Relaxing super rules for some over 65s and helping ease some cost of living pressures are just some of the key focuses of the Government’s 2019-20 Budget, released by Treasurer Josh Frydenberg on Tuesday 2 April 2019.

This year’s Budget was particularly interesting in that it sets out the Government’s agenda as it heads to an imminent election.

There’s plenty in the Budget for anyone who’s retired (or planning retirement) to consider. We’ve put together this report to make sure you don’t miss any of the essential information.

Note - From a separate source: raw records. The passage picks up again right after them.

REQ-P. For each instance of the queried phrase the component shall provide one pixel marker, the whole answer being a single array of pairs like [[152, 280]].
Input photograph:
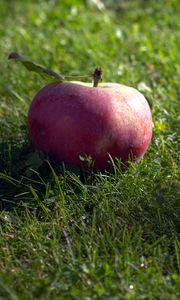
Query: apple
[[70, 119], [67, 120]]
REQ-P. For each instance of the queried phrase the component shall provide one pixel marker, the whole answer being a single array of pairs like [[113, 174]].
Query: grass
[[67, 235]]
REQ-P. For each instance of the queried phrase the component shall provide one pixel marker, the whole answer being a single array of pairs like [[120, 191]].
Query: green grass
[[68, 235]]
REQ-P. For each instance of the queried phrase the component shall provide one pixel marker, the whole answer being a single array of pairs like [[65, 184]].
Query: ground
[[71, 235]]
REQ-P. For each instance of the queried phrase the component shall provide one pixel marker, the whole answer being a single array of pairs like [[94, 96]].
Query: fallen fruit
[[70, 119]]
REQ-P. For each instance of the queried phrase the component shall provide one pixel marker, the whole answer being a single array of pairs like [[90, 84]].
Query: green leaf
[[45, 73]]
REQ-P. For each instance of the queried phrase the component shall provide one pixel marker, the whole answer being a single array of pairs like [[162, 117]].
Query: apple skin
[[70, 119]]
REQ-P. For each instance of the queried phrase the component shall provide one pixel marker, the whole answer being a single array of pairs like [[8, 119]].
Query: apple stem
[[97, 76]]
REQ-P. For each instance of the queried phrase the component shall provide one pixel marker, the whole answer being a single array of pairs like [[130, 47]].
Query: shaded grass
[[72, 235]]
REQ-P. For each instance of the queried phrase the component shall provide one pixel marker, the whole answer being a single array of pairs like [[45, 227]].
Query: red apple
[[70, 119]]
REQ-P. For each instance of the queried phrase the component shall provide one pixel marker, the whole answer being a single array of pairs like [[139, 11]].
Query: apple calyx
[[52, 76], [97, 76]]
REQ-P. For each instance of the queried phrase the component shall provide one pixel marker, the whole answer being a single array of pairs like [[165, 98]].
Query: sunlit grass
[[72, 235]]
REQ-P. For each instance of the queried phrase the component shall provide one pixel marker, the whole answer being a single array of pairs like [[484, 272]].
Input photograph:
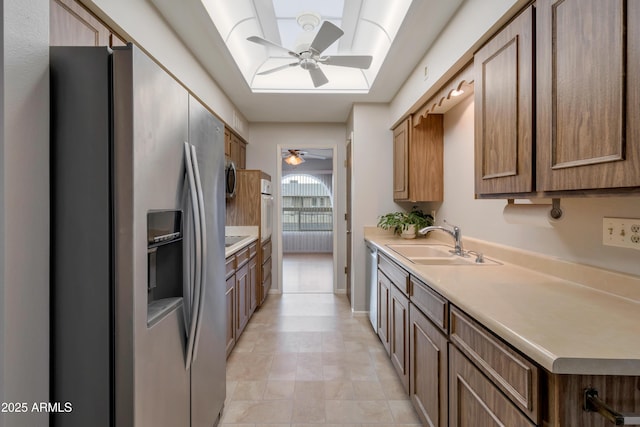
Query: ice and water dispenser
[[165, 259]]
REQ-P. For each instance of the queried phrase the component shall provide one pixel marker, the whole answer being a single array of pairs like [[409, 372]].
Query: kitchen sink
[[422, 251], [436, 255], [232, 240]]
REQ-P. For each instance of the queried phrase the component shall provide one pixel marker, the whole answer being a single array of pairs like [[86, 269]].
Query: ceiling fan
[[295, 157], [309, 56]]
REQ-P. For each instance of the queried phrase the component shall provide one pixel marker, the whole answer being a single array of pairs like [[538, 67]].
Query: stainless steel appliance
[[138, 308], [371, 277], [266, 209]]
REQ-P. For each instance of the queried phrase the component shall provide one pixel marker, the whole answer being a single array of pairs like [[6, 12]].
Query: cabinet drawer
[[253, 250], [396, 274], [242, 256], [433, 305], [475, 401], [266, 271], [266, 250], [511, 372], [230, 266]]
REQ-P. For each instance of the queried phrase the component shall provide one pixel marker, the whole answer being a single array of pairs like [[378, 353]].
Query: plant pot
[[409, 233]]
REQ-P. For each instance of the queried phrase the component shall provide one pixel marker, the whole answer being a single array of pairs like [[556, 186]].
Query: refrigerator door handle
[[203, 250], [198, 249]]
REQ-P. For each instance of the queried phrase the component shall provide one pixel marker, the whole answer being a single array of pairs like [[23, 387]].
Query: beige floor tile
[[403, 412], [368, 390], [272, 411], [249, 390], [279, 390], [305, 360], [339, 390], [362, 411]]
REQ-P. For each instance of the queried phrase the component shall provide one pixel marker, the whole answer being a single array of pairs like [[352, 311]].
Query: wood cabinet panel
[[504, 106], [384, 301], [401, 161], [254, 284], [418, 160], [230, 266], [432, 304], [474, 401], [426, 160], [230, 297], [399, 339], [515, 375], [428, 369], [585, 138], [242, 299]]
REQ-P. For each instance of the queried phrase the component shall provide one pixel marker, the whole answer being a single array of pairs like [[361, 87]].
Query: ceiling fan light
[[293, 160], [308, 21]]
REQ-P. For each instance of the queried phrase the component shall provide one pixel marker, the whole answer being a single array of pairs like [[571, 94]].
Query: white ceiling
[[191, 20]]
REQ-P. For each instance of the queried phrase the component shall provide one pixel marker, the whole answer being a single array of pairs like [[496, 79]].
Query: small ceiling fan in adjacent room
[[309, 55], [295, 157]]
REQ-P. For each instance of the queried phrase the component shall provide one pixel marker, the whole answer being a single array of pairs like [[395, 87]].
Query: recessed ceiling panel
[[291, 8], [368, 25]]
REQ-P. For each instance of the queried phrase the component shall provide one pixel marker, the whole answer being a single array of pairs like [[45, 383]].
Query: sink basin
[[422, 251], [232, 240], [435, 255]]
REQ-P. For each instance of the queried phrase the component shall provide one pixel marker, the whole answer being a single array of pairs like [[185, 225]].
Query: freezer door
[[150, 115], [208, 382]]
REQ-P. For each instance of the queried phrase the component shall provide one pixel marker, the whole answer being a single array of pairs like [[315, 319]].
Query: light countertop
[[244, 236], [564, 325]]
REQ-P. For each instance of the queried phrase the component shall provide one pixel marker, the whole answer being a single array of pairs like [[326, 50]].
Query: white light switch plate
[[622, 232]]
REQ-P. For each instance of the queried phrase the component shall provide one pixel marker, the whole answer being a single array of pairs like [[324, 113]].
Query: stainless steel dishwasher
[[372, 285]]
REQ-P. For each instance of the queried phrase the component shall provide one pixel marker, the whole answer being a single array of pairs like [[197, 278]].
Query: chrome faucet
[[455, 232]]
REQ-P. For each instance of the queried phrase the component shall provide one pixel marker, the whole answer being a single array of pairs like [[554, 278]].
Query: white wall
[[24, 209], [578, 237], [372, 184], [263, 152], [148, 29]]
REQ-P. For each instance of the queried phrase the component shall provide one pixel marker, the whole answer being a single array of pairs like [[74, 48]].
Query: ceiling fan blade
[[318, 77], [363, 61], [327, 35], [267, 43], [273, 70]]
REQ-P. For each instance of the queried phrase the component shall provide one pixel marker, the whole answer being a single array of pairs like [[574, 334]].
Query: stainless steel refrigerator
[[137, 288]]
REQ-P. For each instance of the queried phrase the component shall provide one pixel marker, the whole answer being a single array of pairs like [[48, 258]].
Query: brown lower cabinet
[[384, 300], [474, 401], [428, 369], [458, 373], [241, 292], [399, 340]]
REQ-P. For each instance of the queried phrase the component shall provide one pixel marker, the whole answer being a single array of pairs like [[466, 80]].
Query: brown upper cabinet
[[585, 78], [588, 94], [418, 159], [504, 110], [73, 25]]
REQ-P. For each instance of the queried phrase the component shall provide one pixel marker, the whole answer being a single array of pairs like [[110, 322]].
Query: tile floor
[[305, 360], [307, 272]]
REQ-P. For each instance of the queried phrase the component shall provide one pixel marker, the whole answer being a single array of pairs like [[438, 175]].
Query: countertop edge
[[552, 362], [230, 250]]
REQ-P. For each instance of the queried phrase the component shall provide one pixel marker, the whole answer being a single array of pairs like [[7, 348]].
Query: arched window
[[307, 204]]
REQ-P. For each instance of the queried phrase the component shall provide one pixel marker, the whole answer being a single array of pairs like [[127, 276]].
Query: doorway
[[307, 221]]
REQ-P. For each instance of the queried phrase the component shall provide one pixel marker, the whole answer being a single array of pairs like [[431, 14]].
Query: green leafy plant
[[400, 221]]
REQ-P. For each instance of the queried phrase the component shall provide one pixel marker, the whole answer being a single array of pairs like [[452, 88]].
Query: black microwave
[[230, 179]]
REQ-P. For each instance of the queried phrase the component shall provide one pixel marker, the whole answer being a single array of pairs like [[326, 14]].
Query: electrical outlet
[[621, 232]]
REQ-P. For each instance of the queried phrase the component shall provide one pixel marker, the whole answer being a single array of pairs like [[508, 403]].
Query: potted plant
[[405, 224]]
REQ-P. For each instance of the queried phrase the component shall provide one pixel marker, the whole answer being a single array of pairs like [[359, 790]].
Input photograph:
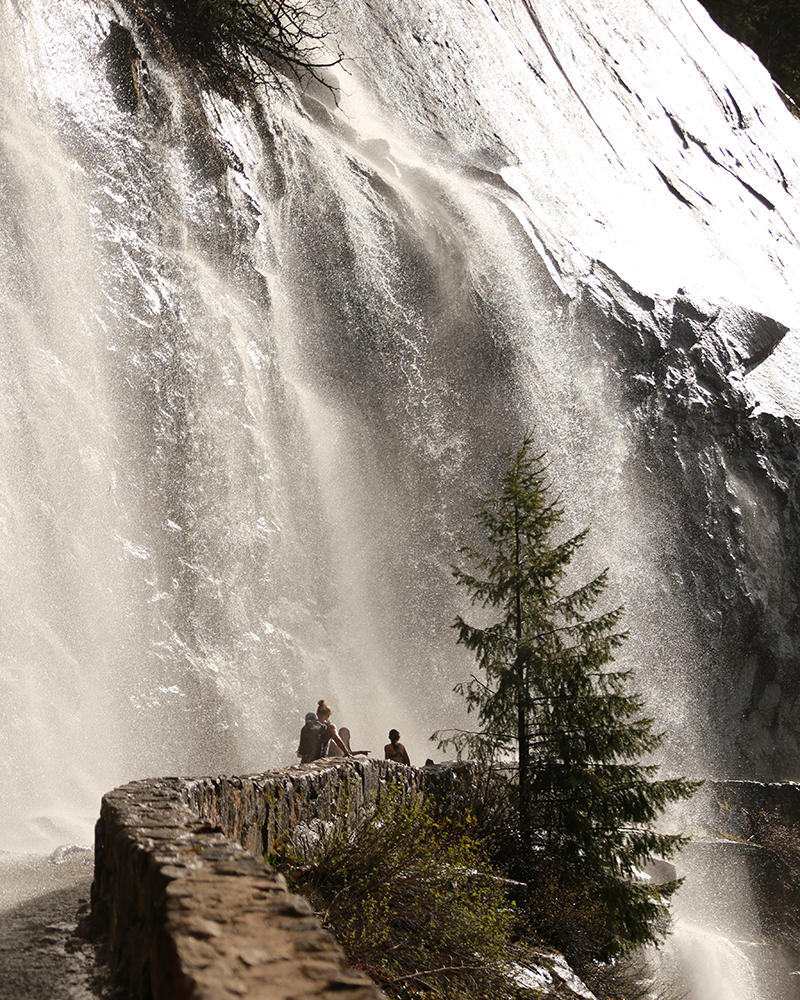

It’s worth noting that these proposed measures aren’t law yet – and could change.

 

Summary

Superannuation

Tax

 

Aged care

 

Other

$75 (for singles) or $125 (for couples) to help with the next power bill.

 

Superannuation

Super changes to help improve flexibility for older Australians The Government has announced it will allow voluntary superannuation contributions (both concessional and non-concessional) to be made by those aged 65 and 66 without meeting the work test from 1 July 2020.

People aged 65 and 66 will also be able to make up to three years of non-concessional contributions under the existing bring-forward rule.

Currently, people aged 65 to 74 can only make voluntary superannuation contributions if they meet the work test which requires working a minimum of 40 hours over a 30 day period in the relevant financial year, and those aged 65 and over currently cannot access bring-forward arrangements.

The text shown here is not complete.